Kupferberg, Audrey E. 1949-
KUPFERBERG, Audrey E. 1949-
PERSONAL:
Born June 25, 1949, in Amsterdam, NY; daughter of Samuel Leib (a dry goods store proprietor) and Rae (dry goods store proprietor; maiden name, Abramson) Kupferberg; married Rob Edelman (a writer and educator), April 30, 1987. Ethnicity: "Eastern-European American Jew." Education: State University of New York, Albany, B.A., 1971; New York University, M.A., 1976; International Federation of Film Archives Summer School, Berlin, West Germany, graduate, 1978. Politics: Democrat. Religion: Jewish. Hobbies and other interests: Racquetball, golf, watching minor league baseball, shopping for clothes.
ADDRESSES:
Home and office—378 Division Street, Amsterdam, NY 12010.
CAREER:
American Film Institute, Washington, DC, The American Film Institute Catalog, researcher and writer, 1972-74, motion picture and video archivist, 1976-83; American Film Institute, Los Angeles, CA, assistant director of National Center for Film and Video Preservation and project director of American Film Institute Catalog, 1983-84; Yale University, New Haven, CT, director of Film Study Center, 1987-90; consultant, archivist, and researcher for various film collections, museums, libraries, and universities, 1990—. State University of New York at Albany, lecturer in film history, 1998—.
MEMBER:
Association of Moving Image Archivists.
WRITINGS:
(With husband, Rob Edelman) Angela Lansbury: A Life on Stage and Screen, Carol Publishing Group (Secaucus, NJ), 1996.

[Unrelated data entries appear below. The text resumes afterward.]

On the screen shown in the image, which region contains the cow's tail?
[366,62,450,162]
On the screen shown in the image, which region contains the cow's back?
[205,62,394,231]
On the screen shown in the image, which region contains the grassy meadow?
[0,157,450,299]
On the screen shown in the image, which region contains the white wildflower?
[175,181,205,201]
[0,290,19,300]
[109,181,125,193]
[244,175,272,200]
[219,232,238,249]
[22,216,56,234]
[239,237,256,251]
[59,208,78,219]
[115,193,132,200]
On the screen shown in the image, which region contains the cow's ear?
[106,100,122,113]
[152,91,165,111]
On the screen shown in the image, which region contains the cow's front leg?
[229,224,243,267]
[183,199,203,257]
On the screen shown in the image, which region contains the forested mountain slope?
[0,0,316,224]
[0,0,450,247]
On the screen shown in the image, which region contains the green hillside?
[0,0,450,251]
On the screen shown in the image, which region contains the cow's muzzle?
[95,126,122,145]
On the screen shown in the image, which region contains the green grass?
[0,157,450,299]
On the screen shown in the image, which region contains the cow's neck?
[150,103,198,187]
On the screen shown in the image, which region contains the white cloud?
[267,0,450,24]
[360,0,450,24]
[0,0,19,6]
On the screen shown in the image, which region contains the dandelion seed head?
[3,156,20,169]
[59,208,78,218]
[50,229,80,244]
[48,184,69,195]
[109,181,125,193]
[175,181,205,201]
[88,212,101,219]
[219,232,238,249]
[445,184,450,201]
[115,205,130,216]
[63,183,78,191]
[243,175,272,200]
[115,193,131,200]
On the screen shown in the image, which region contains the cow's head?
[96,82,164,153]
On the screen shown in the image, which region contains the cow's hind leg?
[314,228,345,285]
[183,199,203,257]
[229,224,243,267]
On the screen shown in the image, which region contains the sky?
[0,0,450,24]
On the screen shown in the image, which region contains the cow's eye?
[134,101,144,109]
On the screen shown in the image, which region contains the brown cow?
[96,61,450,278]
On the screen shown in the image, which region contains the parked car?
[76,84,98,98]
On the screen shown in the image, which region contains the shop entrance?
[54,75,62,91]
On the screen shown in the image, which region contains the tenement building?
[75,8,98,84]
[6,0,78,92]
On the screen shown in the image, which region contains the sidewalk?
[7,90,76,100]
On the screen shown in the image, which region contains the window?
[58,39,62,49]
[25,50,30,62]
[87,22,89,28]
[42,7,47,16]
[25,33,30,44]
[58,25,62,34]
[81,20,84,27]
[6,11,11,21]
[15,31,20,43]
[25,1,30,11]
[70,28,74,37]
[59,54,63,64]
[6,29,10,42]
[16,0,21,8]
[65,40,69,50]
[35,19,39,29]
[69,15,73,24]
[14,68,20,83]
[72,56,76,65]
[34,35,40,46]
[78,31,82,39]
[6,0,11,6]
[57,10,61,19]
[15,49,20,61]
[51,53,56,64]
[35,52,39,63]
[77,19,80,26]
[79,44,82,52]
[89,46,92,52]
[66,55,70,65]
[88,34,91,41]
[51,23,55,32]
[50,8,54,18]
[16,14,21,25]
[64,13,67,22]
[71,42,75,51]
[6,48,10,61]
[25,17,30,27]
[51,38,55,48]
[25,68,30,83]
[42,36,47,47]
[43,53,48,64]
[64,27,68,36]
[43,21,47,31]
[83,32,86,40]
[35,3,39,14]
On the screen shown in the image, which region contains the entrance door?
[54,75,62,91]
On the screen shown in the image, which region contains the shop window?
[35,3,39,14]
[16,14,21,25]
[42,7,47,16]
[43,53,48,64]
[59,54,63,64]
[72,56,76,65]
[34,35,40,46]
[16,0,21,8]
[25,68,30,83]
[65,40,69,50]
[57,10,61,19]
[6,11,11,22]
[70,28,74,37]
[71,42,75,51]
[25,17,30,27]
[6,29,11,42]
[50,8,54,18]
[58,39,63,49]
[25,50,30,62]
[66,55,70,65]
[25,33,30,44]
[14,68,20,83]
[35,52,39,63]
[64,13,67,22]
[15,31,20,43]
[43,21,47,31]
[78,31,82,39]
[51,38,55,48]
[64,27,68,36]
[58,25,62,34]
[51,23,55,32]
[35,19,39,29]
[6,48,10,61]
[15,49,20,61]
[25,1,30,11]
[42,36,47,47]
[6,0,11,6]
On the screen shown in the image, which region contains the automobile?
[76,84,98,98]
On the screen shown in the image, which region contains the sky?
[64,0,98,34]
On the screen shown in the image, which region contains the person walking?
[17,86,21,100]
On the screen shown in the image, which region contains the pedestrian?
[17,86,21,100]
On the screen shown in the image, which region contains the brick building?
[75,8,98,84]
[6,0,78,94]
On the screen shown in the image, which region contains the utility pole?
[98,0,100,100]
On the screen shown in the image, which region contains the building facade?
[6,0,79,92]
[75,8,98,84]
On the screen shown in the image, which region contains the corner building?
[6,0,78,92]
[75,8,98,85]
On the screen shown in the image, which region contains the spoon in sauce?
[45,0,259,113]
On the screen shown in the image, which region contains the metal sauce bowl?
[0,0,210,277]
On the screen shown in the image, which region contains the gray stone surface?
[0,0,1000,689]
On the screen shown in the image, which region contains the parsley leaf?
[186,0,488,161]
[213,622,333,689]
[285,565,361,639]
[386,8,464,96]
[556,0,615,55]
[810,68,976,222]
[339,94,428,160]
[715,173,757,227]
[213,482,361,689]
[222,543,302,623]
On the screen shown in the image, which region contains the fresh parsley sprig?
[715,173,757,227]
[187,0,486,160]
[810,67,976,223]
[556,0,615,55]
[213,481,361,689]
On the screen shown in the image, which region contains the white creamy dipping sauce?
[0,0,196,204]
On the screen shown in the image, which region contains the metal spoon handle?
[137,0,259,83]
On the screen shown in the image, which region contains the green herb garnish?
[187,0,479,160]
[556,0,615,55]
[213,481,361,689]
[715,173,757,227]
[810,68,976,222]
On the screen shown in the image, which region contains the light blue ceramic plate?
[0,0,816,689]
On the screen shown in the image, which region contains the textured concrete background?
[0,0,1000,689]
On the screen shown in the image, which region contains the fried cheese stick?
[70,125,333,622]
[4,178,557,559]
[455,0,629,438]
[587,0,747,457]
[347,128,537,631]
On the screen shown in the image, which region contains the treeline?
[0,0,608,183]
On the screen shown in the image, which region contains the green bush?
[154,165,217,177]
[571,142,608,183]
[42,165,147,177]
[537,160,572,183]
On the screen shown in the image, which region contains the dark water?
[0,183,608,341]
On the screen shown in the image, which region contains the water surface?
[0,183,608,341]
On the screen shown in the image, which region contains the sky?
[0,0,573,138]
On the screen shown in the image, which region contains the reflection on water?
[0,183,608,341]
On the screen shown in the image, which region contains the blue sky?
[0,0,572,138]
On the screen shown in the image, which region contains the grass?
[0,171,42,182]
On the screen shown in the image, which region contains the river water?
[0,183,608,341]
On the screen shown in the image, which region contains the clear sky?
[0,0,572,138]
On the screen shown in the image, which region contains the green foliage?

(With Rob Edelman) The John Travolta Scrapbook, Carol Publishing Group (Secaucus, NJ), 1997.
(With Rob Edelman) Meet the Mertzes: The Life Stories of I Love Lucy's Other Couple, Renaissance Books (Los Angeles, CA), 1999.
(With Rob Edelman) Matthau: A Life, Taylor Trade Publishing (Lanham, MD), 2002.
World War II ("People at the Center of" series), Blackbirch Press (San Diego, CA), 2002.
American Decades, Volume 2: 1910-1919, Volume 3: 1920-1929, Gale (Detroit, MI), 2003.
WORK IN PROGRESS:
A biographical memoir about Ida Lupino by her daughter, Bridget Duff, to be cowritten by Audrey Kupferberg and Rob Edelman, possibly for 2005.
SIDELIGHTS:
Audrey Kupferberg told CA: "I am a film historian and moving image archivist. My favorite period of film history is the 1910s through 1946. I love getting my hands dirty going through nitrate films to discover the unique or best-surviving treasures of our film heritage.
"My favorite authors are women. I particularly appreciate Dorothy Parker, Edna St. Vincent Millay, Edith Wharton, Fannie Hurst, and Maya Angelou. These authors not only tell stories, but delve into the female experience. The first three often do so with wit, and the last two show down-to-earth emotion.
"Because I love early twentieth-century film and theater, I am drawn to writing about entertainers from this period. Since I find life to be an interesting puzzle, biography is my favorite type of writing. Someday I plan to write a novel about my mother's childhood in Bialystok, Poland, before World War I. It will be partly historical, but mainly fantasized."
BIOGRAPHICAL AND CRITICAL SOURCES:
PERIODICALS
Los Angeles Times, June 20, 1983, Judith Michaelson, "Push is on to Preserve Film History," section VI, p. 1; September 16, 1983, Dale Pollock, "Collectors: Film Heroes or Villains?" p. 1.
Publishers Weekly, September 23, 2002, review of Matthau: A Life, p. 61.